L’annuncio è stato interpretato come un segnale positivo, dopo giorni in cui i dirigenti di Hamas si esprimevano con scetticismo sull’esito dei colloqui, ma i punti da definire restano ancora molti e riguardano soprattutto la definizione di una “pace permanente”.
Secondo quanto riferito da vari media internazionali la proposta di accordo prevederebbe tre fasi, che partirebbero con un cessate il fuoco temporaneo di sei settimane, accompagnato dal rilascio di una parte degli ostaggi israeliani. Una seconda fase prevederebbe trattative per una «calma permanente», un parziale ma consistente ritiro delle truppe israeliane da Gaza e nuove liberazioni di ostaggi, la terza la definizione di un piano di ricostruzione in cinque anni degli edifici distrutti nella Striscia di Gaza, a cui seguirebbe il rilascio degli ostaggi militari. Hamas si dovrebbe inoltre impegnare a non ricostruire il suo arsenale militare.

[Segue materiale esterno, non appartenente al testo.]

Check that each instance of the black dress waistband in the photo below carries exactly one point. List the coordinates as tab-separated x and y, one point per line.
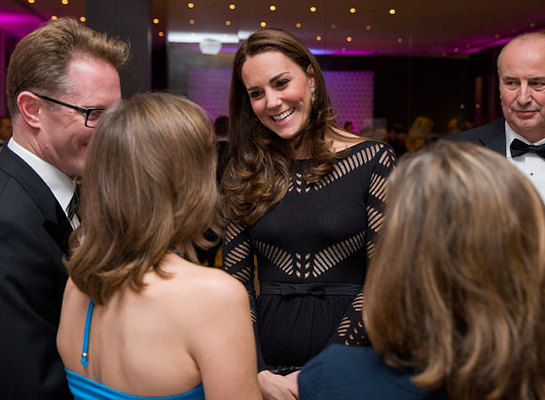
315	289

L’accordo avrebbe come risultato ulteriore quello di rimandare e di fatto scongiurare un’invasione israeliana a Rafah, l’ultima città nel sud della Striscia in cui l’esercito israeliano non è ancora entrato, e dove si sono rifugiati circa 1,4 milioni di civili palestinesi: anche gli alleati principali di Israele, fra cui gli Stati Uniti, considerano che un intervento militare nell’area causerebbe una nuova catastrofe umanitaria per la popolazione civile.
Israele e soprattutto il suo primo ministro Benjamin Netanyahu hanno però recentemente ribadito di voler procedere comunque con l’invasione, nell’intento di arrivare a una «completa vittoria», che prevederebbe la distruzione di Hamas. L’organizzazione radicale palestinese ha invece dubbi sul linguaggio dell’accordo, considerato troppo vago, e ha sempre detto di voler rifiutare ogni trattativa che non preveda una pace permanente. Le pressioni internazionali e dei paesi che stanno svolgendo il ruolo di intermediari stanno cercando di smuovere le parti da queste due posizioni finora inconciliabili.
Intanto un rapporto del Programma di Sviluppo delle Nazioni Unite ha indicato che nella situazione attuale, dopo sette mesi di bombardamenti israeliani, la fase di una eventuale ricostruzione durerà almeno fino al 2040.